Le Niger éradique toute trace française à Niamey
Niamey, juillet 2024 Omar Hama/AP/SIPA

Le dernier putsch au Niger a provoqué une dégradation rapide des relations avec la France, l’ancienne puissance coloniale. Sous l’influence de figures panafricanistes (comme le militant raciste Kemi Seba, arrêté en France cette semaine), le gouvernement a entrepris de réécrire son histoire en effaçant les traces françaises dans la capitale, Niamey.


Depuis le coup d’État du 26 juillet 2023, le Niger et ses 26 millions d’habitants sont dirigés par une junte militaire. Les relations avec la France, ancienne puissance coloniale, se sont rapidement détériorées après que les militaires ont refusé de restituer le pouvoir au président Mohamed Bazoum, malgré les pressions de Paris. Des manifestations anti-françaises ont alors éclaté à Niamey, la capitale, forçant la France à organiser l’évacuation de ses ressortissants, à fermer son ambassade et à retirer ses troupes présentes dans le cadre de l’opération Barkhane, mission initialement lancée pour aider les pays d’Afrique de l’Ouest à lutter contre le terrorisme islamiste au Sahel.

Un régime parano

Désormais perçue comme une menace, sans cesse accusée d’exploiter les ressources du Niger à son propre avantage, la France est devenue la cible régulière du régime du Général Abdourahamane Tiani. Pointant du doigt de mystérieuses actions subversives de Paris, il évoque la présence d’agents de la DGSE française opérant depuis le Bénin et le Nigeria. Parallèlement, les putschistes se sont rapprochés des juntes au pouvoir au Mali et au Burkina Faso, deux régimes qui partagent également leur hostilité envers la France. Profitant de la situation, des mercenaires russes de la société Wagner et des instructeurs militaires envoyés par Moscou se sont installés, remplaçant les forces françaises, avec des contrats lucratifs à la clef.
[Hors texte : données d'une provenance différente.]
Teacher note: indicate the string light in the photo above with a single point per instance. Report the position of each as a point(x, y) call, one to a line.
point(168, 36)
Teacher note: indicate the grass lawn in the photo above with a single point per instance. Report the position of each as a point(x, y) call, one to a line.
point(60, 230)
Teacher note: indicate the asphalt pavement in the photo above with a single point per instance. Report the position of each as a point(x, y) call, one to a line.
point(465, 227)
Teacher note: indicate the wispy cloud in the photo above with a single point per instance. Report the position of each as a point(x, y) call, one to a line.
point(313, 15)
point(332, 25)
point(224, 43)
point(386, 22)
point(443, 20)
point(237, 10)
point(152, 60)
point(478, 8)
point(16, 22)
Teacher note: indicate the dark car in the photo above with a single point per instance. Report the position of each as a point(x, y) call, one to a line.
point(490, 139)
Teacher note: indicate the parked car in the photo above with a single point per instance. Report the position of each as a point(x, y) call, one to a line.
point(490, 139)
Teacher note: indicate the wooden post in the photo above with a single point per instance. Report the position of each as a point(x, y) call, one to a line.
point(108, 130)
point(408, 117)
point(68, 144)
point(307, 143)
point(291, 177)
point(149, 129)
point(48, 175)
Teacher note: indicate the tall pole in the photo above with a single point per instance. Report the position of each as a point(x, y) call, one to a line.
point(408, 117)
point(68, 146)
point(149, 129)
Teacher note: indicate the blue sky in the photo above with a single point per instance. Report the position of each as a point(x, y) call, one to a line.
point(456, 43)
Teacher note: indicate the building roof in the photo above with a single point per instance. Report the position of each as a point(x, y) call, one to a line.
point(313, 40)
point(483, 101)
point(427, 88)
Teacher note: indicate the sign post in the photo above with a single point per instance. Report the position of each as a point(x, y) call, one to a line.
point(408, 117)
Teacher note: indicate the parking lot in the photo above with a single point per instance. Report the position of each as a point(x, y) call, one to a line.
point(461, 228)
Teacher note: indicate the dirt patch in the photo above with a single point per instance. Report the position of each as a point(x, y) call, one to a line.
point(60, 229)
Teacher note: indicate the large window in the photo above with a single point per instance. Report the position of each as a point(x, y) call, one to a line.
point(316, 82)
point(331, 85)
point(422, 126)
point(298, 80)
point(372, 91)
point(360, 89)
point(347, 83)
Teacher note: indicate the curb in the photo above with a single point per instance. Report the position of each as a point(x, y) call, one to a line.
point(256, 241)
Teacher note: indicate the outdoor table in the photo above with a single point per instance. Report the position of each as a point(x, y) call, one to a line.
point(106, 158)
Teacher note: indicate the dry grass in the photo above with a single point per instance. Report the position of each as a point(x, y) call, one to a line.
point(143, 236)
Kemi Seba en 2006 © SIMON ISABELLE / SIPA Numéro de reportage : 00531190_000010

Poussée par sa paranoïa, la junte militaire nigérienne s’est associée à Kemi Seba, figure majeure du suprémacisme noir. Condamné à plusieurs reprises en France pour incitation à la haine raciale, cet homme, dont le nom civil est Stellio Gilles Robert Capo Chichi, a récemment été déchu de sa nationalité française. Il est accusé de déloyauté envers la France, pays qu’il critique sans relâche pour son supposé néocolonialisme. Proche de la Russie, il a fait plusieurs voyages à Moscou sur invitation de personnalités nationalistes liées au Kremlin. Désormais conseiller d’État du général Abdourahamane Tiani, Kemi Seba est très influent sur les réseaux sociaux, où ses publications sont suivies par des centaines de milliers de personnes, ce qui agace profondément la France en raison de l’influence qu’il exerce sur la diaspora africaine.
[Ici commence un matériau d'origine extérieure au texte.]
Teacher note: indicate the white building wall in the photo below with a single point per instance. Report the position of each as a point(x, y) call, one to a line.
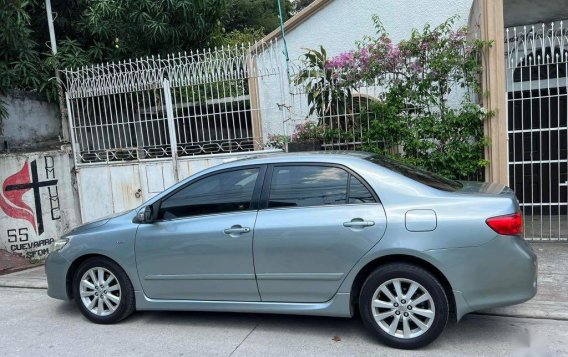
point(341, 23)
point(31, 123)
L’ancien Strasbourgeois est devenu un fervent défenseur du panafricanisme. Il a été arrêté menottes aux poignets le 14 octobre dernier par la police française, après être entré en France avec un passeport diplomatique. Il est accusé de « complicités avec une puissance étrangère » visant à inciter des actes hostiles contre l’Hexagone. Placé en garde à vue pendant 48 heures, son avocat, l’impayable Juan Branco, a critiqué cette arrestation, y voyant une tentative de Paris de « criminaliser un opposant politique et intellectuel. » Cette affaire renforce les convictions de Kemi Seba qui s’est épanché sur son compte X (anciennement Twitter) et ceux de ses partisans, qui se présentent comme une génération combattant pour « la décolonisation ultime du continent », tout en justifiant les discours de la junte nigérienne…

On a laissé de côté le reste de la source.